Teratoscincus is a genus of geckos commonly referred to as wonder geckos or frog-eyed geckos; it is the only genus within the subfamily Teratoscincinae of the family Sphaerodactylidae. Species in the genus Teratoscincus are found from the Arabian Peninsula in Qatar, the United Arab Emirates, and Oman, west across southern Asia in Iran, Afghanistan, and Pakistan, north to Russia, Kazakhstan, Turkmenistan, Uzbekistan, and Tajikistan to Mongolia and China.
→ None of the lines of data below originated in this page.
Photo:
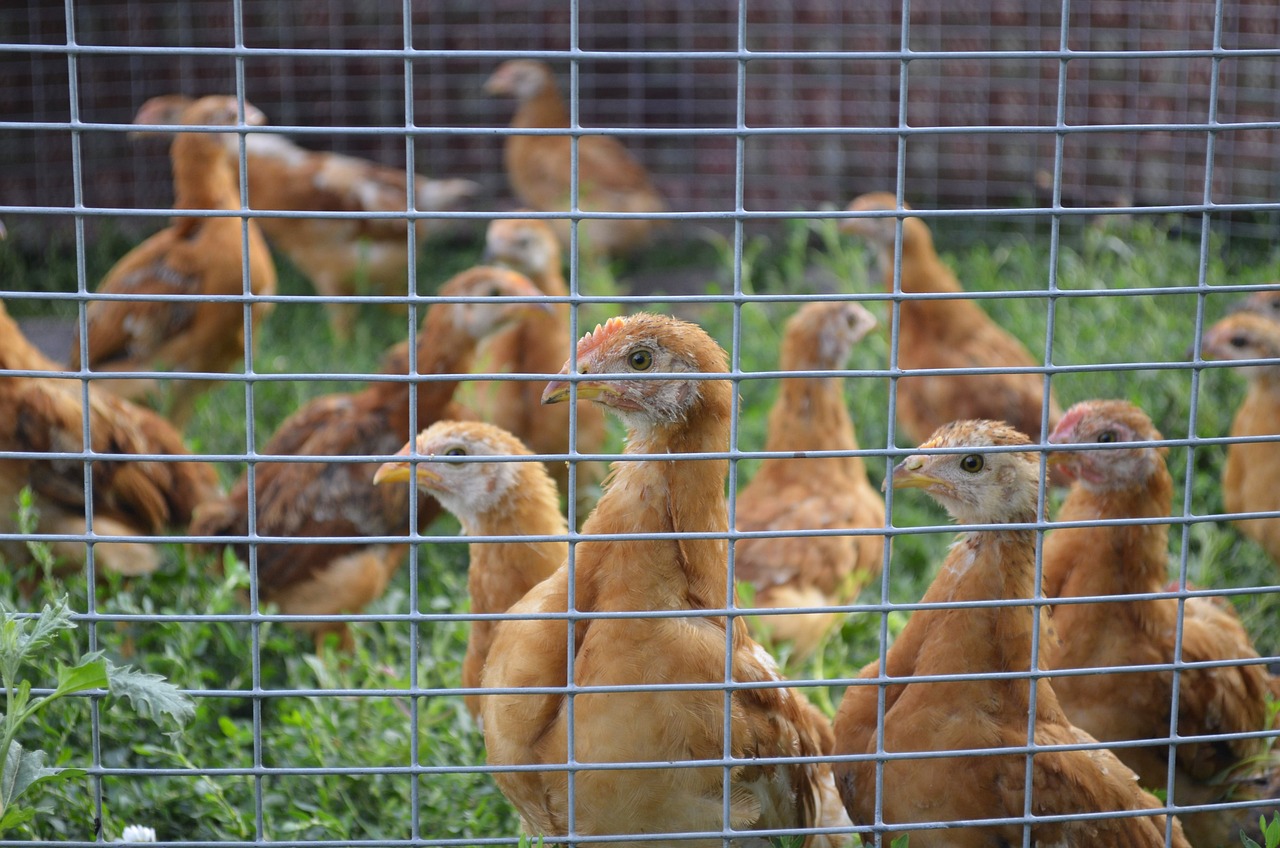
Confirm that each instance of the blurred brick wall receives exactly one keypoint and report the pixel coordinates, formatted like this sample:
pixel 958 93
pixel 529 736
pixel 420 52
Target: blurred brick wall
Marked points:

The genus consists of nine species.

==Member species==
The genus Teratoscincus contains the following nine species which are recognized as being valid.
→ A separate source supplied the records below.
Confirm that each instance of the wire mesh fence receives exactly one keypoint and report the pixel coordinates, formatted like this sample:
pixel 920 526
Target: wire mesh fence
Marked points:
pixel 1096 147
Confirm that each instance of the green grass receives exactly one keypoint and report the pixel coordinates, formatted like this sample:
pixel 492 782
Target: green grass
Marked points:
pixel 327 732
- Teratoscincus bedriagai Nikolsky, 1900 – Bedriaga's wonder gecko, Bedriaga's plate-tailed gecko
- Teratoscincus keyserlingii Strauch, 1863 – Persian wonder gecko
- Teratoscincus mesriensis Nazarov, Radjabizadeh, Poyarkov, Ananjeva, Melnikov & Rastegar-Pouyani, 2017
- Teratoscincus microlepis Nikolsky, 1900 – small-scaled wonder gecko
- Teratoscincus przewalskii Strauch, 1887 – Przewalski's wonder gecko
- Teratoscincus roborowskii Bedriaga, 1906
- Teratoscincus rustamowi Szczerbak, 1979
- Teratoscincus scincus (Schlegel, 1858) – common wonder gecko, frog-eyed gecko
- Teratoscincus sistanense Akbarpour, Shafiei, Sehhatisabet & Damadi, 2017

Nota bene: A binomial authority in parentheses indicates that the species was originally described in a genus other than Teratoscincus.

==In captivity==
T. roborowskii is frequently found in the exotic animal trade. It is suitable for keeping in a desert vivarium.